Calabrian cuisine is among Italy’s poorest and simplest regional cuisines, yet its flavors are strong. Here are ten foods you should try on your next trip to Calabria.

Lagane e ciciari ara cusentina (lagane e ceci alla cosentina)

Lagane are among the first types of pasta described in ancient recipe books: similar to tagliatelle, they are made with water and flour (no eggs), cooked in salt water, and then seasoned with a sautéed mix of olive oil, garlic, red pepper and chickpeas (previously boiled separately). Poor but tasty.   

Pitta bread

Pitta is a traditional Calabrian flatbread with a crunchy crust and a soft inside, stuffed with peppers, tomatoes and herbs, or with sausage and peppers, or with broccoli and caciocavallo cheese...the options are many, and pitta sure is a favorite during feast days and also a classic Calabria street food.

Pasta e patate ara tijeddra

This is a dish from the town of Cosenza where ingredients – pasta, potatoes, tomato sauce, cheese and breadcrumbs – are taken raw and cooked together on the stove, then put briefly in the oven to obtain a crispy crust.  

Maccheroni col ferretto

It is the classic pasta of southern Italian regions, made from semolina durum wheat and water. The ‘ferretto’ is the instrument used to make a hole in the maccheroncini.  They are served with very rich sauces, such as beef, pork or goat ragu, or with ‘nduja.


The Calabrian version of salame, 'nduja is a spicy, spreadable cold cut typically made with the shoulders and belly of the pig, mixed with roasted red peppers and spices. It originates from southern Calabria and is eaten with bread, with ripe cheese or can be used as pasta sauce.

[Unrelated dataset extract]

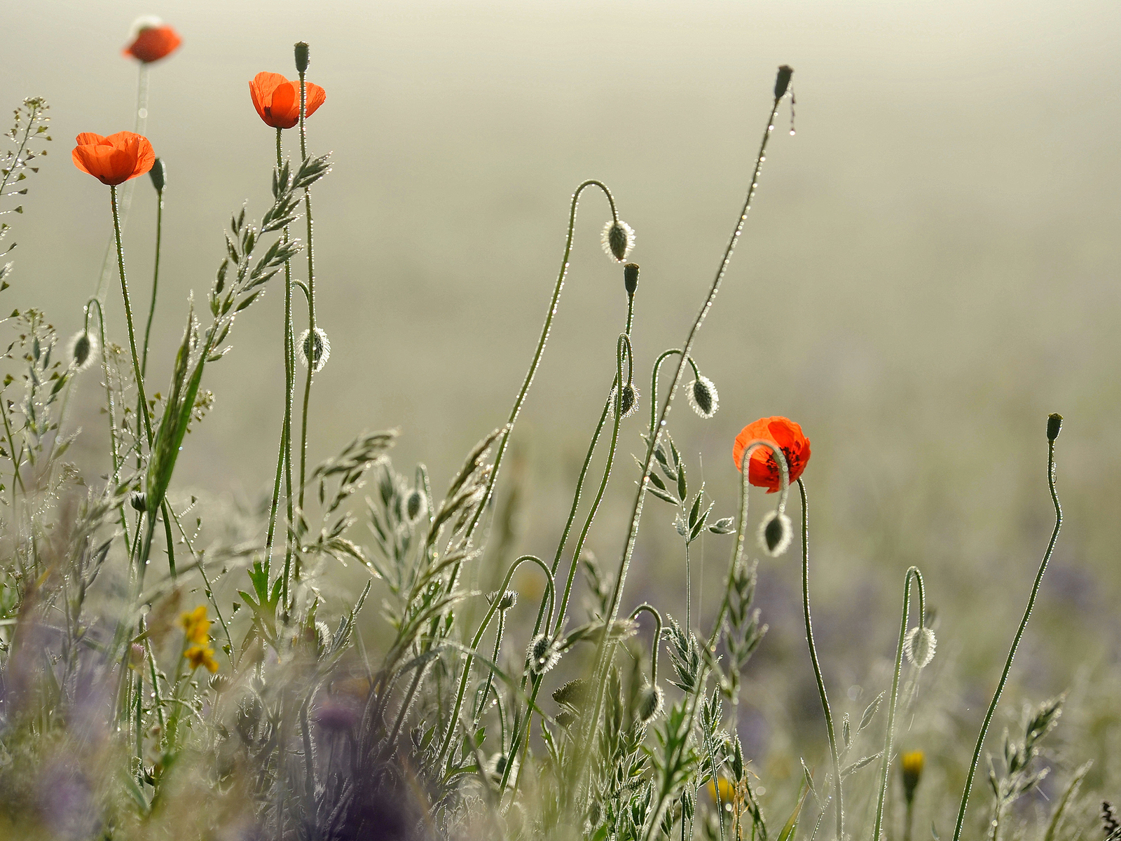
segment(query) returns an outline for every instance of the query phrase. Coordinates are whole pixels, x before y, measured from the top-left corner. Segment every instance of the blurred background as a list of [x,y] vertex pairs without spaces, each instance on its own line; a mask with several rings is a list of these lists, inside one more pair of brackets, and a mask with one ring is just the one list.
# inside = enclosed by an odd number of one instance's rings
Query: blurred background
[[[904,572],[920,565],[937,611],[930,684],[943,705],[917,715],[907,738],[936,758],[953,749],[953,777],[1051,528],[1044,431],[1047,414],[1062,412],[1066,523],[994,731],[1022,700],[1072,690],[1069,709],[1081,712],[1060,728],[1076,742],[1069,761],[1096,758],[1091,784],[1115,792],[1121,6],[53,0],[44,9],[0,56],[7,105],[46,96],[54,137],[15,223],[4,305],[45,308],[63,336],[81,324],[111,230],[106,191],[70,163],[72,138],[132,128],[137,68],[120,49],[136,17],[157,13],[183,36],[150,73],[147,135],[168,187],[149,390],[169,376],[187,296],[202,301],[210,287],[230,211],[247,203],[259,218],[269,201],[275,132],[247,82],[260,71],[294,76],[291,44],[311,43],[308,80],[327,100],[308,121],[309,149],[335,161],[315,188],[318,318],[332,353],[313,391],[313,462],[362,428],[400,427],[398,469],[423,461],[435,488],[446,487],[509,412],[559,267],[572,191],[603,179],[636,230],[631,259],[642,267],[640,410],[624,424],[590,539],[608,569],[632,501],[649,366],[679,346],[703,301],[776,66],[790,64],[796,115],[784,103],[754,210],[695,348],[720,412],[701,420],[683,395],[670,419],[689,477],[706,483],[714,516],[731,516],[735,434],[767,415],[802,424],[813,442],[815,621],[835,703],[859,715],[887,685]],[[298,150],[295,131],[285,141]],[[552,556],[611,381],[626,295],[621,268],[600,248],[608,218],[602,196],[585,193],[553,338],[500,484],[506,552]],[[142,311],[154,222],[155,192],[141,178],[126,250]],[[115,278],[106,301],[123,343]],[[281,313],[274,288],[239,320],[233,353],[209,369],[215,406],[185,444],[182,495],[226,509],[263,503],[279,435]],[[86,380],[78,398],[89,400],[72,415],[83,427],[77,458],[104,471],[98,383]],[[757,512],[762,502],[760,492]],[[671,510],[655,500],[646,516],[624,607],[650,598],[679,614]],[[730,549],[731,538],[712,535],[695,547],[702,616],[716,607]],[[797,777],[791,758],[824,757],[797,554],[760,564],[757,603],[770,634],[740,714],[753,756],[771,757],[779,779]],[[353,571],[340,575],[356,586]],[[519,582],[527,595],[539,586],[530,579]],[[527,616],[529,601],[519,606]],[[377,623],[373,611],[367,619]],[[934,733],[951,743],[932,743]]]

A very poor dish, this soup features different vegetables such as escarole, Swiss chard, asparagus or carrots, depending on the area where it is prepared. The main and common ingredient is the red onion of Tropea, the star of this dish, giving it flavor and sweetness. The vegetables are cooked with lard and water for a few minutes; once they have melted and turned into a cream, they are placed in a dish over slices of toasted bread, with red peppers and pecorino cheese to top it off.


Good caciocavallo cheese is made throughout Southern Italy. Calabria, and especially the area around the village of Ciminà within the Aspromonte National Park, produces the Slow Food-protected Caciocavallo di Ciminà. Caciocavallo silano is another typical caciocavallo from Calabria, precisely from the provinces of Reggio Calabria and Catanzaro. It is eaten as is with bread, vegetables or salads; it is also used to season many preparations.


Calabrian cuisine is also about seafood, and the most common is swordfish (as in nearby Sicily). Swordfish, or pesce spada, is cooked in different ways: riggitana, with just olive oil, garlic and parsley; bagnarota, cooked in bain-marie with lemon and capers; roasted and seasoned with salmoriglio, a sauce made with olive oil, hot water, garlic, parsley and oregano; alla ghiotta, a classic variation of the Reggio Calabria area, with tomatoes, capers and olives.

Gelato alla crema reggina

Crema reggina is a creamy pastry preparation usually consumed as gelato, and is typical of the province of Reggio Calabria, hence the name ‘reggina’, i.e. from Reggio. It is rum-based and has a pinkish color.


Originating in Soriano Calabro, mostaccioli are now widespread throughout Calabria. They are hard and dry cookies, made with honey and flour, sometimes enriched with warm must. The mostacciolari-makers give the dough different shapes resembling animals, flowers and even humans, and decorate them with colorful foil. They are usually found at fairs, sagre, patron saint festivities, at Easter and Christmas.